Яким вынул вьюшку. Барин же тем временем засветил свечу, поставил ее на пол около открытой печки, пододвинул себе стул и уселся с кочергой в руках.
– Ну, а теперь развязывай-ка пачки.
– Царица Небесная! Что вы, паночку, затеваете?
– Аутодафе.
– Это что же такое?
– А сейчас увидишь. Развязывай же, говорят тебе, да поближе сюда пододвинь. Ну, скоро ли?
Взяв верхнюю книжку из развязанной пачки, Гоголь разодрал ее по листам, зажег последние на огне и бросил в глубину печки, после чего принялся точно так же за следующую книжку.
Яким, не без основания вообразив, что бедный барин спятил с ума, хотел было удержать его за руку. Но Гоголь отстранил его и злобно рассмеялся.
– Слыхал ты, братику, или нет, что в былые времена еретиков, да и книги их еретические, на кострах сжигали?
– Где слыхать-то!
– Так этакая-то штука и называется аутодафе.
– Кажный дидько в свою дудку грае! Ой, лихо! А ваши книжки хиба тоже еретические?
Гоголь снова усмехнулся.
– Да, ересь поэтическая…
– Какая там ни будь, а коли ересь, так, знамо, лучше сжечь! Ах, ах, до чего мы дожили! Да нельзя ли хошь в мелочную лавочку сбыть?..
– Чтобы там сельди завертывали? Удружил! Для этого моя ересь все-таки слишком хороша. Однако на вот кочергу: можешь тоже подсоблять.

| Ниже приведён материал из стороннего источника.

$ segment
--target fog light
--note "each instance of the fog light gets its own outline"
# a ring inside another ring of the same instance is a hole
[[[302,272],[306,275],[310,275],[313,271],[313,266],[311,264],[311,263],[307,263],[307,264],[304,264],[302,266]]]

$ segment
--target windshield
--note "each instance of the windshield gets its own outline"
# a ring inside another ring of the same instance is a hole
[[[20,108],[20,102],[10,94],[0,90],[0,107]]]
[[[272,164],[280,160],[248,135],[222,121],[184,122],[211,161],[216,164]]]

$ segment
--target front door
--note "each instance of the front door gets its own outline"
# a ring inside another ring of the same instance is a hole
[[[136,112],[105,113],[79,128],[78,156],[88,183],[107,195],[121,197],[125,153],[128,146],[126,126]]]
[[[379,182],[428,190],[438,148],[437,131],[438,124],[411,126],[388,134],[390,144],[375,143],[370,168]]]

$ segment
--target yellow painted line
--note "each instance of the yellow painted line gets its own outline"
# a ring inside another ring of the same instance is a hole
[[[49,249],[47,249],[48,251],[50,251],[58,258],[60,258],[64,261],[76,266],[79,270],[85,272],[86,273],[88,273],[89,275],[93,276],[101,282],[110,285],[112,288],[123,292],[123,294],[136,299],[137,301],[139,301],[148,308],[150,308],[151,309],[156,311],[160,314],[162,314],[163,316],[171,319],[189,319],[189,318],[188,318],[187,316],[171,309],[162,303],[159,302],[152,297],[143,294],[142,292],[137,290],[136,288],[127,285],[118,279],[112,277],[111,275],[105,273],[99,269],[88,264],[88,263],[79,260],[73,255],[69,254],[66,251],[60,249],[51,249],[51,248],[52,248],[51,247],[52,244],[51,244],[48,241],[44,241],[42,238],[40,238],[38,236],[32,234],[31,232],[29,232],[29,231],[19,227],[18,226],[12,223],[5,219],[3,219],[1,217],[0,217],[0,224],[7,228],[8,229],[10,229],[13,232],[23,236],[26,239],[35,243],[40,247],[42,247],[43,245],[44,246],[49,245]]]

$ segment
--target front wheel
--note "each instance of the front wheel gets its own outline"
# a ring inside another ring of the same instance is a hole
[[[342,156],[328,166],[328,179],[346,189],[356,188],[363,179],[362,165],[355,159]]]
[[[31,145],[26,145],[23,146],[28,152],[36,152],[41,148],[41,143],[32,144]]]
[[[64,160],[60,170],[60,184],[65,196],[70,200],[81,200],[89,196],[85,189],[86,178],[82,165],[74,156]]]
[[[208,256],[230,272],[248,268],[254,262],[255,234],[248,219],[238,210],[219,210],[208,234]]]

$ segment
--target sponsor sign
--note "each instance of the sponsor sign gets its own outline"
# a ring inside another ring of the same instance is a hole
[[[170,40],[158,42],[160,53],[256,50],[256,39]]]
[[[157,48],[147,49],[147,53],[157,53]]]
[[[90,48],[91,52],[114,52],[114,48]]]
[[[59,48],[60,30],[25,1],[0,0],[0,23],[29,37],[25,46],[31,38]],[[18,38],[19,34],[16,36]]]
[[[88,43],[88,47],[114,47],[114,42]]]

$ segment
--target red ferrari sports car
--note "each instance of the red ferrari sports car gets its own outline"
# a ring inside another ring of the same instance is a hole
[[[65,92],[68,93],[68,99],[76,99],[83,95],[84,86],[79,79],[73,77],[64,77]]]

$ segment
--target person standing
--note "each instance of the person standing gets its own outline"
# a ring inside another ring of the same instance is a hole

И стал Яким подсоблять барину: один рвал книжки и предавал их огню, другой поворачивал вспыхивавшие листы кочергою, чтобы лучше горели, и в какой-нибудь час времени вся поэтическая ересь, потребовавшая на свое создание целых два года, в количестве без малого шестьсот экземпляров в искрах и дыме вылетела буквально в трубу.
О, если бы чудом каким-нибудь с неба свалился крупный, тысячный куш, чтобы на первом же иностранном пароходе умчаться на край света! Ведь совершались же чудеса в былое время? Отчего бы не быть им и в девятнадцатом веке?